荀白露无暇顾及是一方面,另一方面,上学的时候跟她示好的人太多了,她都分不清谁是谁,所以根本感觉不到。

    别人不说,她真的完全不会知道。

    蔺知宋缓了缓,凝神问她:“所以,你是真的没有收到我给你的信,对吗?”

    荀白露面露不解,她问:“什么信?”

    哪怕已经有过多次的怀疑,在猜想得到印证的瞬间,蔺知宋还是感到了一阵心酸。

    他好像,终于有了理由跟那年觉得沮丧的自己和解。

    那时候,他在约定的地方等了荀白露一整天,从早到晚,身边的人换了又换,他总是盼望着荀白露能来的,时间一点点的过去,没有看见人,他自己安慰着自己。

    万一,有什么事情耽搁了呢,她忙完了肯定就会过来的,虽然他们关系没有很好,但是两家知根知底,他也不是坏人,见一面,也可以的吧。

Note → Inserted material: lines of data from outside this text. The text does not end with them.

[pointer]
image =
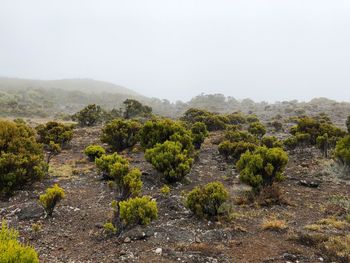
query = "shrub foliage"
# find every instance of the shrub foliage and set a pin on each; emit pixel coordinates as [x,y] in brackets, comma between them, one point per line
[21,158]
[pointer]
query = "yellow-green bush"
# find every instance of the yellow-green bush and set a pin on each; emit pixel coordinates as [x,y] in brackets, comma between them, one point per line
[206,201]
[21,158]
[94,151]
[50,199]
[170,159]
[120,134]
[262,167]
[11,251]
[138,211]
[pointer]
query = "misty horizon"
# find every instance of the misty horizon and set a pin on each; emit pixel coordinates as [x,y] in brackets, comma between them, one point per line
[271,51]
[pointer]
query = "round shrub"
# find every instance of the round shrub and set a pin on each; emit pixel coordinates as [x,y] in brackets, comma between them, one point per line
[13,251]
[257,128]
[93,152]
[262,167]
[138,211]
[21,158]
[160,130]
[50,199]
[170,159]
[206,201]
[120,134]
[115,167]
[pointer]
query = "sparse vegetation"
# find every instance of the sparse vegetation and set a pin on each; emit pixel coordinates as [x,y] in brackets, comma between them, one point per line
[21,158]
[207,200]
[51,198]
[13,251]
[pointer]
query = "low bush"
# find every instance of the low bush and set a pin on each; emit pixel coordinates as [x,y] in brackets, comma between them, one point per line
[170,159]
[21,157]
[93,152]
[115,167]
[120,134]
[206,201]
[262,167]
[257,129]
[50,199]
[138,211]
[11,251]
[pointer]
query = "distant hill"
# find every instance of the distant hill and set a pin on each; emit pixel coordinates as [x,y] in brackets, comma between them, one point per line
[83,85]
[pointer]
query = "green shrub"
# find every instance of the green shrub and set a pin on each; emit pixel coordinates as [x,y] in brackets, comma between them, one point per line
[55,132]
[170,159]
[234,150]
[134,108]
[290,143]
[50,199]
[11,251]
[161,130]
[115,167]
[89,116]
[257,129]
[138,211]
[21,158]
[94,151]
[206,201]
[270,142]
[165,190]
[120,134]
[342,151]
[262,167]
[199,132]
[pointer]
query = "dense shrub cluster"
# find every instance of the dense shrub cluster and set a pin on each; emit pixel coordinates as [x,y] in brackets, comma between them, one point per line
[262,167]
[94,151]
[115,167]
[120,134]
[11,251]
[160,130]
[236,143]
[206,201]
[21,158]
[50,199]
[170,159]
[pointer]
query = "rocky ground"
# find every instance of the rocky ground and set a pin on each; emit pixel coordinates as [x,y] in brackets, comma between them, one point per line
[75,233]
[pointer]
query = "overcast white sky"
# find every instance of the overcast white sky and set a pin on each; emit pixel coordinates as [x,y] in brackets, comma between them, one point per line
[261,49]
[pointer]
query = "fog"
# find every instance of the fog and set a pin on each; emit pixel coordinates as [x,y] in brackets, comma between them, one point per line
[264,50]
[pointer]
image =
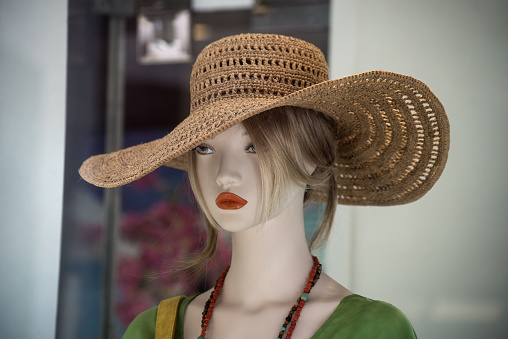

    他在那天才发现等待是一件极其痛苦的事情,眼看着希望破灭,却毫无挽救的余地。

    身边所有人都离开了,蔺知宋坐到了十二点。

    他没有等到她。

    没有来,是拒绝所有的可能,也好让对方体面一点对吧。

    他只能给自己那样的答案。

    从一开始,所有的事情就开始出现了偏差,他们抱着完全不对等的认知相了亲,结了婚,却到现在才把事情串了起来。

    蔺知宋不知道那封信去了哪里,他当时是趁教室没人的时候,放到荀白露抽屉里的。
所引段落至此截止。